Academia also faces a similar incentive wall. As it currently functions, it doesn’t favour the creation of applications, which is what an ecosystem needs. Eric Gilliam’s Answer.AI guest post about the great R&D labs of history illustrates this point superbly well, so if this is of interest, I’d direct you towards it. This is not to say that academic work isn’t good or important (it very much is!), simply that it’s not sufficient.

Joining Answer.AI

And finally, what was originally the main point of writing this, before I realised I’d more to write than I thought: I’ll be joining Jeremy Howard & Team at Answer.AI on the 4th of March.

Truthfully, this came completely by chance. I’ve been a fan of Jeremy Howard’s work for a long time, and fast.ai has long been a big inspiration on how I try to think about code. When Answer.AI was announced back in December, I really enjoyed the stated philosophy, and thought it was a much needed effort amidst the current landscape.

While discussing RAGatouille’s next steps a few weeks ago, Omar offered to introduce me to J. Howard, and I was more than happy to accept!

At the same time, I’d done a lot of thinking about just where I wanted to take things. Obviously, working full-time at a day-job then at a side-project-turned-night-job wasn’t something very sustainable in the long run.

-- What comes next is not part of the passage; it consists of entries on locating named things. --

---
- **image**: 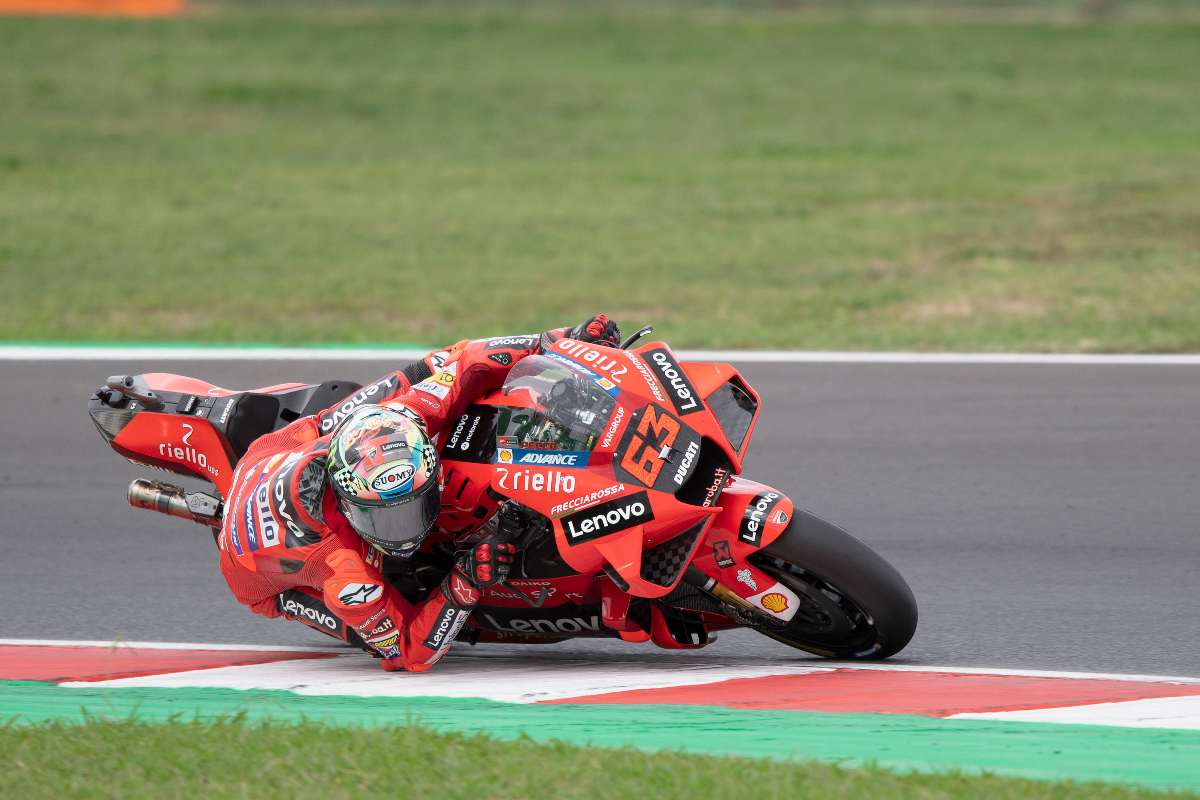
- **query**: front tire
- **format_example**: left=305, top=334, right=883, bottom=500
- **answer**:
left=750, top=510, right=917, bottom=660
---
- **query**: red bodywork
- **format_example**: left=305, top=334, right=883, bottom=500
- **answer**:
left=92, top=339, right=796, bottom=648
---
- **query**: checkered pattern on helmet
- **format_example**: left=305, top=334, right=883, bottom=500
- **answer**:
left=334, top=469, right=359, bottom=494
left=642, top=522, right=704, bottom=587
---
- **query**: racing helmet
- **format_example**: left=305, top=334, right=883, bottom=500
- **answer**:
left=325, top=405, right=442, bottom=558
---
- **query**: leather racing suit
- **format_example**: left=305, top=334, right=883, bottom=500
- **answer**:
left=217, top=329, right=569, bottom=672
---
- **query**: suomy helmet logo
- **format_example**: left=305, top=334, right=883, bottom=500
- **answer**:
left=371, top=464, right=415, bottom=492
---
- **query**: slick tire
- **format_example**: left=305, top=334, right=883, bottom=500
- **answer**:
left=750, top=510, right=917, bottom=660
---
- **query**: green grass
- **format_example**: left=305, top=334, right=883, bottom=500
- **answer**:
left=0, top=718, right=1196, bottom=800
left=0, top=2, right=1200, bottom=351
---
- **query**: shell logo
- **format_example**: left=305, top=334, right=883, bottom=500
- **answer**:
left=761, top=591, right=787, bottom=614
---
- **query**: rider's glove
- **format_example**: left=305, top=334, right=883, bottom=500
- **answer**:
left=568, top=314, right=620, bottom=347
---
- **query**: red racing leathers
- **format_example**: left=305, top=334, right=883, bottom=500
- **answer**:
left=217, top=329, right=566, bottom=672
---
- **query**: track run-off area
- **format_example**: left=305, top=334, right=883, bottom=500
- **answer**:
left=0, top=347, right=1200, bottom=790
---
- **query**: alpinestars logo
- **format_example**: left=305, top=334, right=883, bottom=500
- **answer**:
left=563, top=492, right=654, bottom=545
left=337, top=583, right=383, bottom=606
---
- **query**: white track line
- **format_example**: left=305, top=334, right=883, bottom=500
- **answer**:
left=7, top=639, right=1200, bottom=685
left=948, top=696, right=1200, bottom=730
left=7, top=344, right=1200, bottom=367
left=0, top=639, right=328, bottom=654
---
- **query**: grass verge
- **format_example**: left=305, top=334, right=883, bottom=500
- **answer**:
left=0, top=2, right=1200, bottom=351
left=0, top=718, right=1196, bottom=800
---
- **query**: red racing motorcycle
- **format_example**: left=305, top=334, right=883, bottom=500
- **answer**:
left=89, top=329, right=917, bottom=658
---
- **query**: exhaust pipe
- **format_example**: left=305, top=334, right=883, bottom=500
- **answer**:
left=128, top=479, right=222, bottom=528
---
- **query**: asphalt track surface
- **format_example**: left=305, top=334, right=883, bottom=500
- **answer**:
left=0, top=356, right=1200, bottom=675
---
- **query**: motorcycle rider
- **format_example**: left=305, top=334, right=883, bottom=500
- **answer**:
left=217, top=314, right=620, bottom=672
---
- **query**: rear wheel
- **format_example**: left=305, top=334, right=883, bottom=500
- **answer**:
left=750, top=510, right=917, bottom=658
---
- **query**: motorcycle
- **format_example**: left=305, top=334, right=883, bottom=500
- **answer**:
left=88, top=329, right=917, bottom=660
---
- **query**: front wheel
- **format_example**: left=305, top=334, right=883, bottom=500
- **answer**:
left=750, top=510, right=917, bottom=658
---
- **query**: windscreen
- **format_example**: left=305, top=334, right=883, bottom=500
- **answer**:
left=496, top=355, right=617, bottom=453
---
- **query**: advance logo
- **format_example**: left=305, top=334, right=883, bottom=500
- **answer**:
left=563, top=492, right=654, bottom=545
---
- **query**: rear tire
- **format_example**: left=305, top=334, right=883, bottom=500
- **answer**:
left=750, top=510, right=917, bottom=660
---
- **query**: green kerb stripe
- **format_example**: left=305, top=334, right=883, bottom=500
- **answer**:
left=0, top=681, right=1200, bottom=790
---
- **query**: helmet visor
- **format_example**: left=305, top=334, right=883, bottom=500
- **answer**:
left=337, top=481, right=442, bottom=555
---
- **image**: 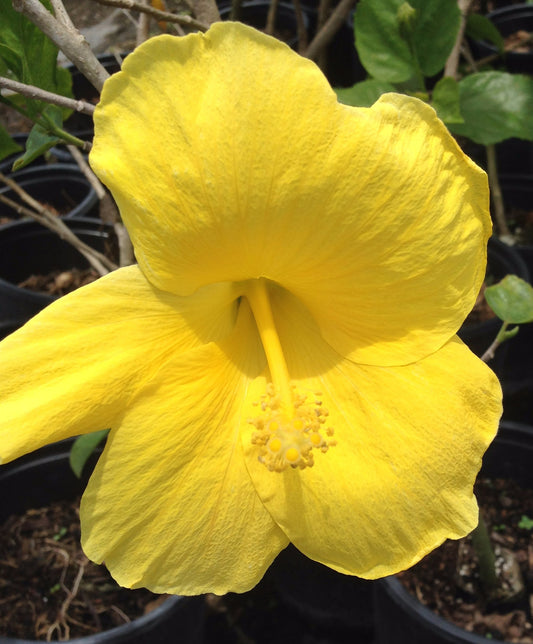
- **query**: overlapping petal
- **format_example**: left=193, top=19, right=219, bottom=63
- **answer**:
left=91, top=23, right=490, bottom=365
left=81, top=304, right=288, bottom=594
left=0, top=266, right=236, bottom=462
left=239, top=291, right=501, bottom=578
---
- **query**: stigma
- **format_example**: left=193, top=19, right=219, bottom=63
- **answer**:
left=248, top=384, right=336, bottom=472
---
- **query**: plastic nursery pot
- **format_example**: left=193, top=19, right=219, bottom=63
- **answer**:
left=0, top=163, right=99, bottom=223
left=500, top=175, right=533, bottom=422
left=220, top=0, right=309, bottom=49
left=0, top=440, right=204, bottom=644
left=457, top=237, right=529, bottom=374
left=472, top=3, right=533, bottom=74
left=0, top=219, right=115, bottom=334
left=376, top=421, right=533, bottom=644
left=0, top=133, right=74, bottom=174
left=268, top=545, right=374, bottom=641
left=324, top=13, right=368, bottom=87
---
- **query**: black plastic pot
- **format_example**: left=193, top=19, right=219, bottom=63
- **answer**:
left=376, top=421, right=533, bottom=644
left=0, top=440, right=204, bottom=644
left=492, top=175, right=533, bottom=422
left=458, top=237, right=530, bottom=368
left=268, top=545, right=375, bottom=641
left=0, top=163, right=99, bottom=219
left=472, top=4, right=533, bottom=74
left=0, top=219, right=115, bottom=330
left=220, top=0, right=309, bottom=49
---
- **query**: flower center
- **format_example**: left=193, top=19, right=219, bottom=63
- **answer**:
left=246, top=279, right=336, bottom=472
left=248, top=385, right=335, bottom=472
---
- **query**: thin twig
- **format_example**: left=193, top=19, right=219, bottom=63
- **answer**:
left=135, top=0, right=150, bottom=47
left=229, top=0, right=242, bottom=20
left=12, top=0, right=109, bottom=92
left=486, top=145, right=512, bottom=239
left=0, top=76, right=94, bottom=116
left=292, top=0, right=307, bottom=53
left=192, top=0, right=220, bottom=25
left=265, top=0, right=279, bottom=36
left=444, top=0, right=473, bottom=79
left=50, top=0, right=76, bottom=29
left=90, top=0, right=209, bottom=31
left=67, top=145, right=135, bottom=266
left=466, top=33, right=533, bottom=72
left=305, top=0, right=355, bottom=59
left=0, top=172, right=117, bottom=275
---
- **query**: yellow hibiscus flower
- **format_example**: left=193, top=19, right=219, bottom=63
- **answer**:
left=0, top=23, right=501, bottom=594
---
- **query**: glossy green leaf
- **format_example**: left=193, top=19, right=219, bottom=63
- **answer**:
left=335, top=78, right=396, bottom=107
left=13, top=105, right=63, bottom=170
left=449, top=71, right=533, bottom=145
left=0, top=0, right=57, bottom=91
left=0, top=124, right=22, bottom=161
left=485, top=275, right=533, bottom=324
left=431, top=76, right=464, bottom=123
left=466, top=13, right=505, bottom=52
left=69, top=429, right=109, bottom=478
left=354, top=0, right=460, bottom=83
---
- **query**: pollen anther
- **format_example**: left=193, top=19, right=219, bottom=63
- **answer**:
left=248, top=385, right=335, bottom=472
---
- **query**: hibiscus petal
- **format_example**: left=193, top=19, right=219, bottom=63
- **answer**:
left=242, top=286, right=501, bottom=578
left=81, top=304, right=288, bottom=595
left=0, top=266, right=236, bottom=462
left=91, top=23, right=491, bottom=365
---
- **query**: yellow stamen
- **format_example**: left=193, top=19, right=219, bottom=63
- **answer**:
left=246, top=279, right=335, bottom=472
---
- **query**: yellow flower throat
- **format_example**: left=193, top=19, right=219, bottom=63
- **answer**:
left=246, top=279, right=335, bottom=472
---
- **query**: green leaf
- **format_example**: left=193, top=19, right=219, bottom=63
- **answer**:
left=354, top=0, right=460, bottom=83
left=0, top=0, right=57, bottom=91
left=0, top=0, right=72, bottom=120
left=431, top=76, right=464, bottom=123
left=13, top=105, right=62, bottom=170
left=0, top=123, right=22, bottom=161
left=450, top=71, right=533, bottom=145
left=69, top=429, right=109, bottom=478
left=466, top=13, right=505, bottom=52
left=335, top=78, right=396, bottom=107
left=485, top=275, right=533, bottom=324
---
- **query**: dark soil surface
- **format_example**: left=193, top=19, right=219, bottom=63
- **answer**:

Consulting and maintaining OSS on the side was an option, or entertaining the VC discussions to try and build a company was another.

But truthfully, for the reasons in this post and more, neither option felt ideal.

Meeting Jeremy and discussing the possibility of joining Answer.AI felt like the kind of timely coincidence you just have to embrace.

Even if I limit my thinking to “better retrieval” (which is a limit I don’t intend to stick to!), it feels like there’s a million ways forward, a million applications to be tried, and a million ways to make it accessible in ways that hopefully could meaningfully improve people’s experiences.

I feel like the philosophy of Answer.AI is about as close to a perfect match to my own as you’re going to get. We’re currently at a very unique and exciting point in history for AI work. We don’t know much about what will come next, and even less about what the path forward looks like. What I do know for sure is that we need to tinker and try new approaches in order to get there.

ML is infrastructure now, and it’s infrastructure whose total market size is just about everyone, we just need to figure out how that happens. I think Answer.AI is going to be the perfect place to fail to do this until we succeed.